On Aug. 8, Habib was replaced by Gen. Daoud Rajiha, the military's chief of staff and a Greek Orthodox Christian. The official Syrian news agency, Sana, asserted that Habib was replaced because of illness, Middle East Newsline reported.

"This reshuffle is part of the reassignments that have recently covered a number of officials following direct meetings held by President Assad with popular delegations and citizens," a Syrian government statement said.

A day later, Habib was said to have been killed at his home in what the opposition asserted was a regime execution. At first, Syrian state television said Habib died from natural causes, but did not elaborate.

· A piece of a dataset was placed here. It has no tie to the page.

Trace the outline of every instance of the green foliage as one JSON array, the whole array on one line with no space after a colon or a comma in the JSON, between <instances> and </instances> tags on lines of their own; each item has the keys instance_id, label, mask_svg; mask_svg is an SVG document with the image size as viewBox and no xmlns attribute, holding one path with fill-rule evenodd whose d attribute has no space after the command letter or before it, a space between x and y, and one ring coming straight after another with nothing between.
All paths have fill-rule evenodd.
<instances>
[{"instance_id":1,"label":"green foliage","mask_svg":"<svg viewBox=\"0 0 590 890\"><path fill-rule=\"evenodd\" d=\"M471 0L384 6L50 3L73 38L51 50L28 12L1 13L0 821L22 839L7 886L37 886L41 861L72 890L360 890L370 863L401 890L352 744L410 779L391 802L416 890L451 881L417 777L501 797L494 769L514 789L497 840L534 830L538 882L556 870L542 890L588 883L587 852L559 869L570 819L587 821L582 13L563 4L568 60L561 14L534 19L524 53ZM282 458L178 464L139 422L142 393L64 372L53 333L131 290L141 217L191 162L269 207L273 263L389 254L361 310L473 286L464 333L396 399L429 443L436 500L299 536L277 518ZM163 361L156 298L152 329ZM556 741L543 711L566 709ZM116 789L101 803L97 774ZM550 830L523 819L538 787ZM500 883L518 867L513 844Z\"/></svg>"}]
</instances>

Later, Habib appeared on state television and said reports of his death stemmed from Western countries. The ex-defense minister expressed praise of what he termed Syria's "courageous Defense Ministry."

The diplomats reported that Habib had been concerned by the use of the military to quell civilian protests. The outgoing defense minister was said to have argued that army and other military units were being demoralized and a target for Sunni Islamist insurgents trained in Iraq.

A-Sharq Al Awsat quoted a military source as saying Habib had ordered an army withdrawal from Hama, in which at least 300 civilians were killed in early August. The newspaper said Habib and other senior members of the Assad regime engaged in "differences on the management of the crisis."

The diplomats said Habib had long been regarded as one of the few pro-Western figures in the Syrian regime. In June, Habib, however, was cited in the second round of European Union sanctions when the military expanded operations to quell the revolt.